The core mechanism is the gates concept—three sigmoid-based gates that regulate information flow element-by-element. The **forget gate** decides what portion of the previous cell state should be erased. It takes the previous hidden state and the current input, passes them through a neural layer with a sigmoid activation, and produces a vector of values between 0 and 1. A value near 0 means “remove this part,” while a value near 1 means “keep it.” This is described as a controlled “removal” step: the previous cell state is multiplied by the forget gate output, effectively zeroing out unneeded components.

Next comes the **input gate**, which determines what new information should be written into the cell state. It computes a set of candidate values (via a tanh-like transformation) from the current input and previous hidden state, then uses the input gate (sigmoid) to filter those candidates—allowing only the parts deemed useful to pass through. The updated cell state is then formed by combining the retained old information (after forget) with the filtered new candidate information (after input).

Finally, the **output gate** decides what part of the cell state becomes the hidden state that will be exposed to the next time step. The cell state is transformed (described as producing h_t from the cell state), and the output gate again acts as an element-wise filter using a sigmoid vector. This gating structure is presented as the reason LSTMs can preserve relevant information over long sequences: instead of relying on repeated transformations of a single hidden state (a weakness in vanilla RNNs), the cell state can carry forward useful signals while gates block irrelevant changes.

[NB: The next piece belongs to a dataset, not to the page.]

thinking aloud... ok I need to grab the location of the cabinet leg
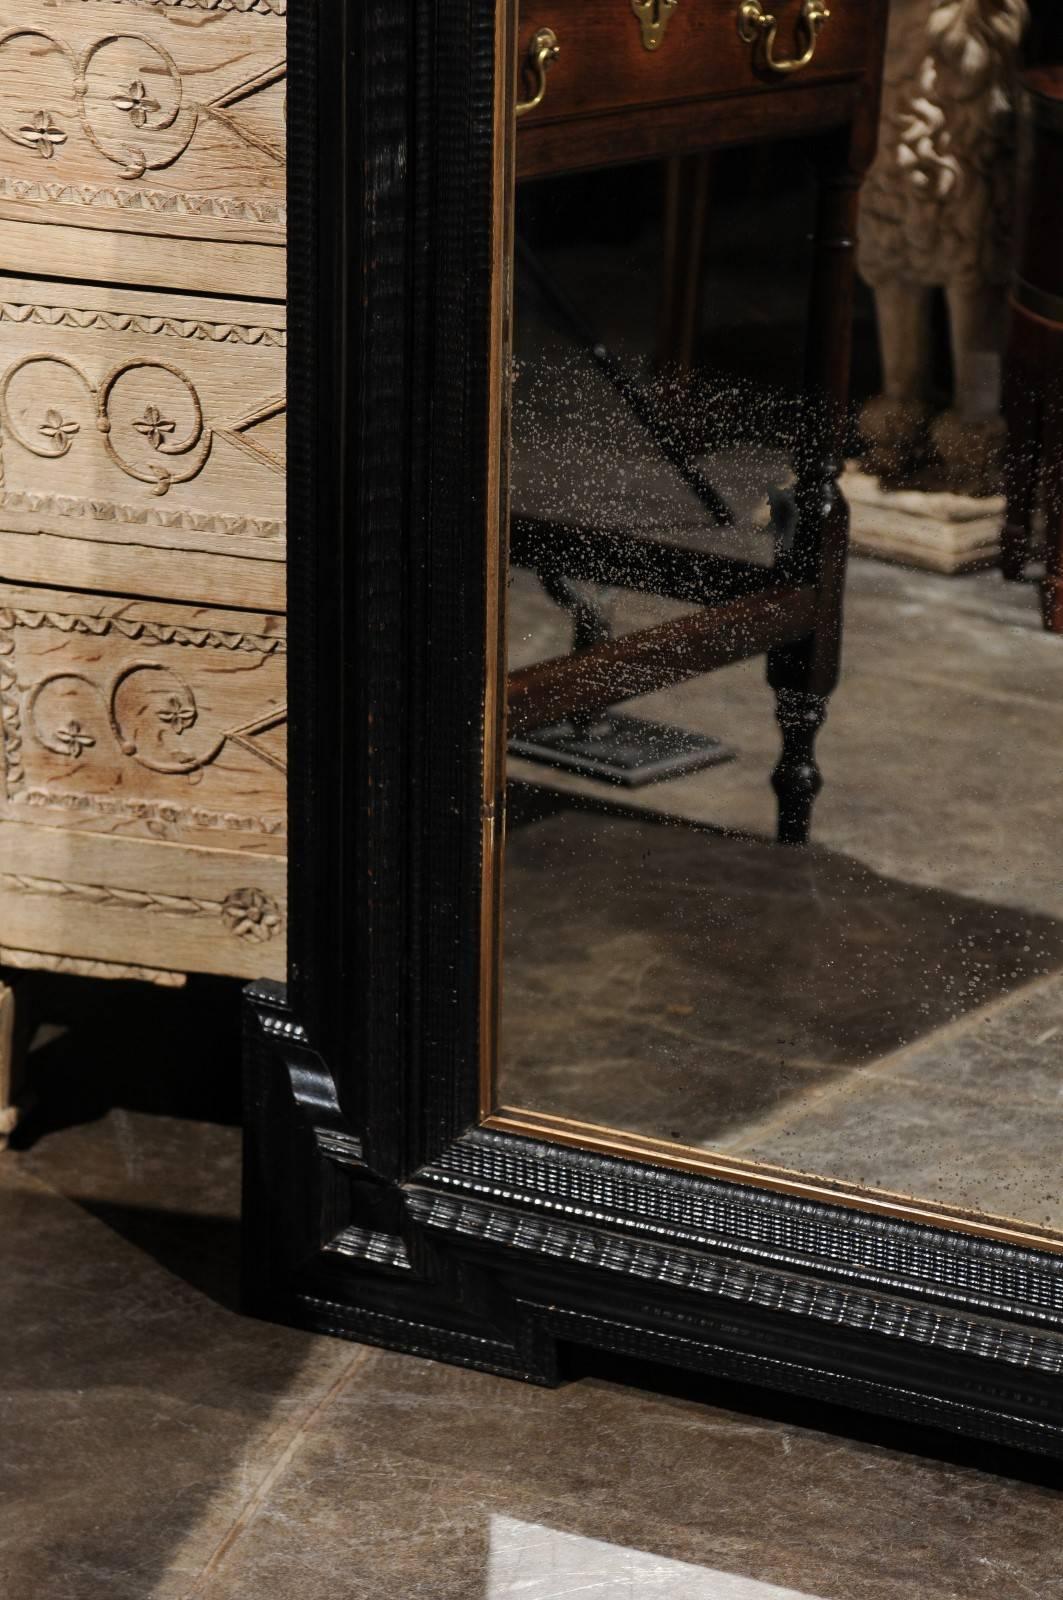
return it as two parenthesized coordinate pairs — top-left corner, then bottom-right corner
(0, 978), (20, 1150)
(771, 685), (827, 846)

The transcript also grounds the math in a sentiment-analysis example, where words are converted into numeric vectors (e.g., one-hot style representations), then fed into the LSTM to predict whether sentiment is 0 or 1. The overall takeaway is that LSTM’s “keep/forget/write/read” logic—implemented through vectorized gates and element-wise operations—turns sequence modeling into a controlled memory management problem rather than an uncontrolled recurrence.